En entornos visuales, la recomendación depende de si los elementos generados afectan la percepción del producto o su contexto.
En textos, la mayoría de los casos no requiere disclosure, salvo cuando se trata de predicciones o interacciones automatizadas, donde la transparencia resulta relevante para gestionar expectativas.
Un elemento transversal del documento es la necesidad de institucionalizar la gestión de la IA dentro de las organizaciones. La transparencia requiere marcos internos claros, consistentes y actualizables.

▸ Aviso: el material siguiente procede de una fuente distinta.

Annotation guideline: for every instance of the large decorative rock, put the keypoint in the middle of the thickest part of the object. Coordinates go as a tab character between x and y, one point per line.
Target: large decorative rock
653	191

Esto incluye definir criterios de uso, establecer protocolos de revisión y monitorear el impacto de las decisiones en la percepción del consumidor.
La guía enfatiza que este es un proceso dinámico. A medida que evolucionan la tecnología, la regulación y las expectativas sociales, las políticas deben adaptarse.
Por último, la guía incorpora un Anexo que identifica los usos de contenido generado y mejorado con IA en la creatividad de marketing que tienen mayor probabilidad de engañar a los consumidores y generar una impresión falsa sobre una marca, un producto o sus usuarios, ayudando a las marcas a reconocer y evitar estas prácticas con ejemplos prácticos.
La inteligencia artificial generativa redefine las reglas del marketing, pero no altera su principio fundamental: la confianza del consumidor es el activo más valioso.
En este contexto, la transparencia emerge como una herramienta clave para sostener esa confianza, pero también como un desafío complejo que requiere equilibrio, criterio y responsabilidad.
La guía de la WFA e ICAS ofrece un marco sólido para navegar la incertidumbre. Su principal aporte es desplazar la conversación desde el cumplimiento hacia la toma de decisiones estratégicas.